Julian Seward [Sat, 25 Aug 2007 07:19:08 +0000 (07:19 +0000)]
Changes to m_hashtable:
Allow hashtables to dynamically resize (patch from Christoph
Bartoschek). Results in the following interface changes:
* HT_construct: no need to supply an initial table size.
Instead, supply a text string used to "name" the table, so
that debugging messages ("resizing the table") can say which
one they are resizing.
* Remove VG_(HT_get_node). This exposes the chain structure to
callers (via the next_ptr parameter), which is a problem since
callers could get some info about the chain structure which then
changes when the table is resized. Fortunately is not used.
* Remove VG_(HT_first_match) and VG_(HT_apply_to_all_nodes) as
they are unused.
* Make the iteration mechanism more paranoid, so any adding or
deleting of nodes part way through an iteration causes VG_(HT_next)
to assert.
* Fix the comment on VG_(HT_to_array) so it no longer speaks
specifically about MC's leak detector.
Julian Seward [Thu, 23 Aug 2007 10:22:44 +0000 (10:22 +0000)]
The drastic increase in the number of per-arena freelists in r6771
exposes a performance problem with doing m_mallocfree.c sanity checks
(at --sanity-level=3, at least), caused by slowness in
listNo_to_pszB_min. This commit fixes the problem by caching the
results of queries to listNo_to_pszB_min.
Julian Seward [Tue, 21 Aug 2007 10:55:26 +0000 (10:55 +0000)]

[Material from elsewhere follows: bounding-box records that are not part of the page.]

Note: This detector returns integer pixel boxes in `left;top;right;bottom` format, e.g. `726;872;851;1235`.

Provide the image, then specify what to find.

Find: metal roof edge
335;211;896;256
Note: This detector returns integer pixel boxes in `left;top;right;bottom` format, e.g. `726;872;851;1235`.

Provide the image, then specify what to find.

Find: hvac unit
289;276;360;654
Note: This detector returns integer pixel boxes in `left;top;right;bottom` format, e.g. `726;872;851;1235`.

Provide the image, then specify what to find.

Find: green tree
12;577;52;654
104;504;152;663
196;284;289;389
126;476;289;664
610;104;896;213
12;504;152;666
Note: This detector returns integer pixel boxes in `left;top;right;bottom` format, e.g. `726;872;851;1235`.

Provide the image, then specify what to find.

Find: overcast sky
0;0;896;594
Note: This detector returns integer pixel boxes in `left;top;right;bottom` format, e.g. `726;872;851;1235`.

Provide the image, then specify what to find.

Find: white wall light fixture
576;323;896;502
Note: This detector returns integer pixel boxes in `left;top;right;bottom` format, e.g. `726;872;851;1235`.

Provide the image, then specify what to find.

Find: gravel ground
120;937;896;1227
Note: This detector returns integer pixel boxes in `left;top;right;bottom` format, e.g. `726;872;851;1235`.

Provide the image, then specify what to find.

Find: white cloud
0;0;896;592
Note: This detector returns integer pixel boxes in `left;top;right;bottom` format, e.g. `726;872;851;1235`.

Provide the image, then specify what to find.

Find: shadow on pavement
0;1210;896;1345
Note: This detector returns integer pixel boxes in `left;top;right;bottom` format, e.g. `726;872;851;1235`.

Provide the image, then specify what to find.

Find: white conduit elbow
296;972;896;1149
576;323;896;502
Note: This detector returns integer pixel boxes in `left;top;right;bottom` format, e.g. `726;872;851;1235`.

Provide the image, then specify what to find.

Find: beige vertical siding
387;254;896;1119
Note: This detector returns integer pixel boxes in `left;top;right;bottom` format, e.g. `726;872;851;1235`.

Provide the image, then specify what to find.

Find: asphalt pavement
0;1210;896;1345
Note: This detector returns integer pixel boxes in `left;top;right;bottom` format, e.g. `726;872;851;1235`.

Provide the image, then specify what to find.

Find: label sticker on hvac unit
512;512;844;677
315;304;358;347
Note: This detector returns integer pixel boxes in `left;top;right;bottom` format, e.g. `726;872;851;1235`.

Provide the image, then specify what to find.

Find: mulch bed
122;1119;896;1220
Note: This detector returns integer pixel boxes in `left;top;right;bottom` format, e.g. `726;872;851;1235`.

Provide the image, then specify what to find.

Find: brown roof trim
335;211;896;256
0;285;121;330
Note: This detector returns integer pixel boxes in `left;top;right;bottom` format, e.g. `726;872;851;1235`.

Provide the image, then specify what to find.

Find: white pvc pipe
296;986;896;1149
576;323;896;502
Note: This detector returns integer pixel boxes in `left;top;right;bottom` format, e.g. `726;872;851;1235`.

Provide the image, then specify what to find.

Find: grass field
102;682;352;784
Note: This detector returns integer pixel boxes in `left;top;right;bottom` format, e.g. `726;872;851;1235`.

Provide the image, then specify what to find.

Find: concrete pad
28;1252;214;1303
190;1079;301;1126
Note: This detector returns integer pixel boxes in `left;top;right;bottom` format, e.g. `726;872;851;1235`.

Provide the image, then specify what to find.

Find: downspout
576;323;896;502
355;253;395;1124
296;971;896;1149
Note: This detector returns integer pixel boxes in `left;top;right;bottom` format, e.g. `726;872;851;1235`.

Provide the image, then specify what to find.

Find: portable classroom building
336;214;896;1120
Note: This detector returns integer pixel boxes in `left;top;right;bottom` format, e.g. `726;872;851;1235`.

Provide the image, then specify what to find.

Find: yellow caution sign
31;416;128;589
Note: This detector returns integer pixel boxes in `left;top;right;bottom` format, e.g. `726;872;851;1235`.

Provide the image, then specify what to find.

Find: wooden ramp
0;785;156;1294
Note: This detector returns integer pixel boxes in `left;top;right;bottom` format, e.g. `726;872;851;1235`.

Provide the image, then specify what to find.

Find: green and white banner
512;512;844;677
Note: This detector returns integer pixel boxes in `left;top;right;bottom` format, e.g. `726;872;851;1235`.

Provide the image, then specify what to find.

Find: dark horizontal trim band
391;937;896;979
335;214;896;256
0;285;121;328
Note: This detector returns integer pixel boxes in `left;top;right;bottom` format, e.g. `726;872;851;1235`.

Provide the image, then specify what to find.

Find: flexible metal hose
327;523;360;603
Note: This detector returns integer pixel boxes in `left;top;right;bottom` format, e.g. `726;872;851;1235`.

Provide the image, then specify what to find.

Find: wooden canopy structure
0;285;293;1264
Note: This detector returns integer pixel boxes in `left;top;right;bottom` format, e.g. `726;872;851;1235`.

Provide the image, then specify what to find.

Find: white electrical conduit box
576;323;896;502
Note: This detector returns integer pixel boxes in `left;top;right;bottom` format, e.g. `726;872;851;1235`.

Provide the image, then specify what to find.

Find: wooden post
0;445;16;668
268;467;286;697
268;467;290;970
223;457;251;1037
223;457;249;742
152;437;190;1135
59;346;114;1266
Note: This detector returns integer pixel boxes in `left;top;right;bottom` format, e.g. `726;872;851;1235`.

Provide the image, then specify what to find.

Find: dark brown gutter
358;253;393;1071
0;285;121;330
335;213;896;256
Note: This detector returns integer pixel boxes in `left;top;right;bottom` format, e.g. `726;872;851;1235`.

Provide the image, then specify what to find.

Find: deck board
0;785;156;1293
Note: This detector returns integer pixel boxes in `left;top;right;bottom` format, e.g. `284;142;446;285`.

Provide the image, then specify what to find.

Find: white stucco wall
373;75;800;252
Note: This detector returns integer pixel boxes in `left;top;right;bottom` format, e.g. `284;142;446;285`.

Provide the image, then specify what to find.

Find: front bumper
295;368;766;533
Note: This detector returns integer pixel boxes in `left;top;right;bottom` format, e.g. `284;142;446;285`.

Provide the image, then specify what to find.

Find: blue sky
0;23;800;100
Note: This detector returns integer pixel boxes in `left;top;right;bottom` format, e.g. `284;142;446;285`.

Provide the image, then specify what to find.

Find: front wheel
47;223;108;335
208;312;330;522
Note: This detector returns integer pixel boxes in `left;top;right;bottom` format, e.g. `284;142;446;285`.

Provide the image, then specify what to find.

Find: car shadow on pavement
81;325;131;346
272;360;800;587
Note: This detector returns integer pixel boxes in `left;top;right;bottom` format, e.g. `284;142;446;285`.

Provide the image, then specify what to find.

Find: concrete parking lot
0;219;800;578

Previously, each Arena has a linked list of Superblocks, which can
make VG_(arena_free) expensive if many superblocks have to be checked
before the right one is found. This change gives the arena a
dynamically expanding sorted array of superblocks, so that finding the
superblock containing an about-to-be-freed block (findSb) is now
O(log2 n) rather than linear in the number of superblocks in the
arena. Patch from Christoph Bartoschek.
Julian Seward [Mon, 20 Aug 2007 22:57:56 +0000 (22:57 +0000)]
Some improvements for malloc/free intensive programs, inspired by
performance studies by Christoph Bartoschek:
* Increase the number of freelists per arena from 18 to 112, so as
to (drastically) cut down on the amount of freelist searching that
happens.
* Increase the size of the client and tool arenas, so as to reduce
the cost of finding arenas during freeing. This is a kludge; a
better solution would be to use binary search on superblocks, as
Christoph's patches do.
Get rid of VG_(getcwd) and replace it with a pair of functions,
VG_(record_startup_wd) which records the working directory at startup,
and VG_(get_startup_wd) which later tells you what value was recorded.
This works because all uses of VG_(getcwd) serve only to record the
directory at process start anyway. The motivation is that AIX does
not support sys_getcwd directly, so it's easier for the launcher to
ship in the required value using an environment variable. On Linux
sys_getcwd is used as before.
Callgrind manual: rewriting start of section about avoding cycles
This hopefully makes the whole issue with cycles easier to understand.
And no, this does not get rid of the description of cycles, carefully
crafted by Julian ;-)
* Looks a little bit more like the Cachegrind manual
(at least in front)
* Removed the out-of-place general section about profiling
and gprof. Perhaps something like this can be put at
another place
* Notes about Callgrinds problems with call tracing on PPC
* Include usage of callgrind_annotate, and note its lack of
cycle detection
Julian Seward [Tue, 8 May 2007 09:20:25 +0000 (09:20 +0000)]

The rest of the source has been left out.